Where does diversity come from? In 1983, microbiologist Julian Adams discovered a clue when he brewed up a soup of cloned E. coli bacteria. He purified the broth until he had a perfectly homogenized pool of identical creatures. He put this soup of clones into a specially constructed chemostat that provided a uniform environment for them -- every E. coli bug had the same temperature and nutrient bath. Then he let the soup of identical bugs replicate and ferment. At the end of 400 generations, the E. coli bacteria had bred new strains of itself with slightly different genes. Out of a starting point in a constant featureless environment, life spontaneously diversified.

A surprised Adams dissected the genes of the variants (they weren't new species) to find out what happened. One of the original bugs had undergone a mutation that caused it to excrete acetate, an organic chemical. A second bug experienced a mutation that allowed it to make use of the acetate excreted from the first. Suddenly a symbiotic codependence of acetate maker and acetate eater had emerged from the uniformity, and the pool diverged into an ecology.

Although uniformity can yield diversity, variance does better.
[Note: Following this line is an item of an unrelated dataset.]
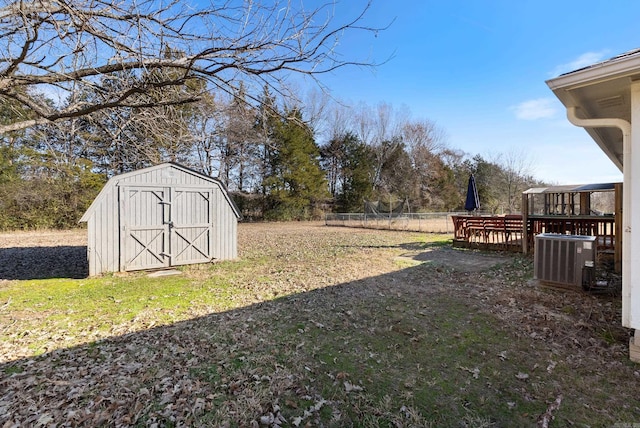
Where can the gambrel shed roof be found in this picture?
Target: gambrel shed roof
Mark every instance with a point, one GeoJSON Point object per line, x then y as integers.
{"type": "Point", "coordinates": [157, 217]}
If the Earth were as smooth as a shiny ball bearing -- a perfect spherical chemostat spread evenly with uniform climate and homogeneous soils -- then the diversity of ecological communities on it would be far reduced from what it is now. In a constant environment, all variation and all diversity must be driven by internal forces. The only constraints on life would be other coevolutionary life.
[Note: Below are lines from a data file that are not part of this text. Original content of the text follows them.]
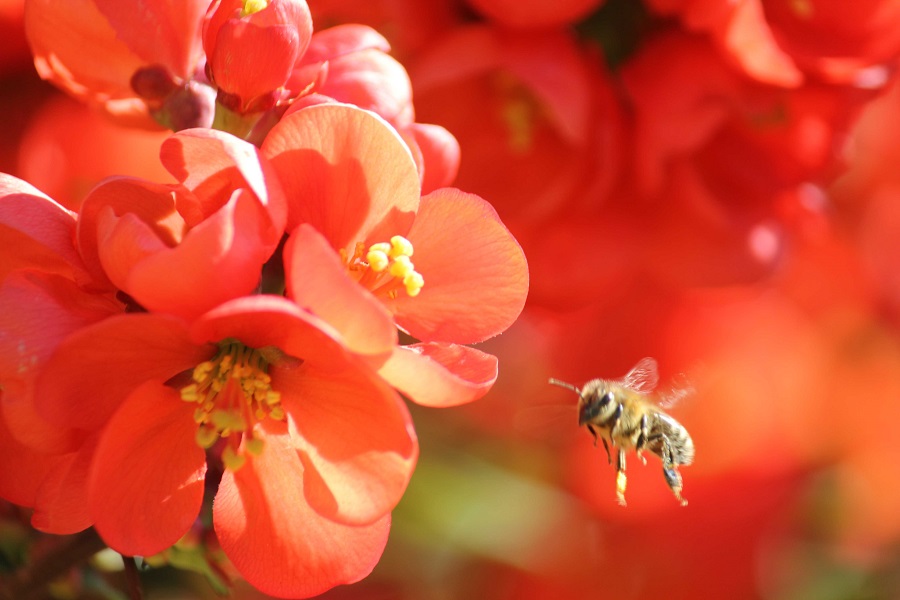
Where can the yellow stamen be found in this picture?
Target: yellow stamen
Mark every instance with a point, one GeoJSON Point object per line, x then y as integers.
{"type": "Point", "coordinates": [378, 260]}
{"type": "Point", "coordinates": [233, 392]}
{"type": "Point", "coordinates": [385, 259]}
{"type": "Point", "coordinates": [400, 246]}
{"type": "Point", "coordinates": [253, 6]}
If evolution had its way, with no interference from geographical and geological dynamics -- that is, without the clumsiness of a body -- then mindlike evolution would feed upon itself and breed heavily recursive relationships. On a globe without mountains or storms or unexpected droughts, evolution would wind life into a ever-tightening web of coevolution, a smooth world stuffed with parasites, parasites upon parasites (hyperparasites), mimics, and symbionts, all caught up in accelerating codependence. But each species would be so tightly coupled with the others that it would be difficult to distinguish where the identity of one began and the other left off. Eventually evolution on a ball-bearing planet would mold everything into a single, massive, ultradistributed planetwide superorganism.

Creatures born in the rugged environments of arctic climes must deal with the unpredictable variations that nature is always throwing at them. Freezing at night, baking during the day, ice storms after spring thaw, all create a rugged habitat. Habitats in the tropics and in the very deep sea are relatively "smooth" because of their constant temperature, rainfall, lightfall, and nutrients. Thus the smoothness of tropical or benthic environments allows species there to relinquish the need to adapt in physiological ways and allows them room to adapt in purely biological ways. In these steady habitats we should expect to see many instances of weird symbiotic and parasitic relationships -- parasites preying upon parasites, males living inside of females, and creatures mimicking and mirroring other creatures -- and that's what we do find.

Without a rugged environment life can only play off itself. It will still produce variation and novelty. But far more diversity can be manufactured in natural and artificial worlds by setting creatures in a rugged and vastly differentiated environment.

This lesson has not been lost on the wannabe gods trying to create lifelike behavior in computer worlds. When self-replicating and self-mutating computer viruses are loosed into a computer memory uniformly distributed with processing resources, the computer viruses quickly evolve a host of wildly recursive varieties including parasites, hyperparasites, and hyper-hyperparasites. David Ackley, one computer life researcher, told me, "I finally figured out that the way to get wonderfully lifelike behavior is not to try to make a really complex creature, but to make a wonderfully rich environment for a simple creature."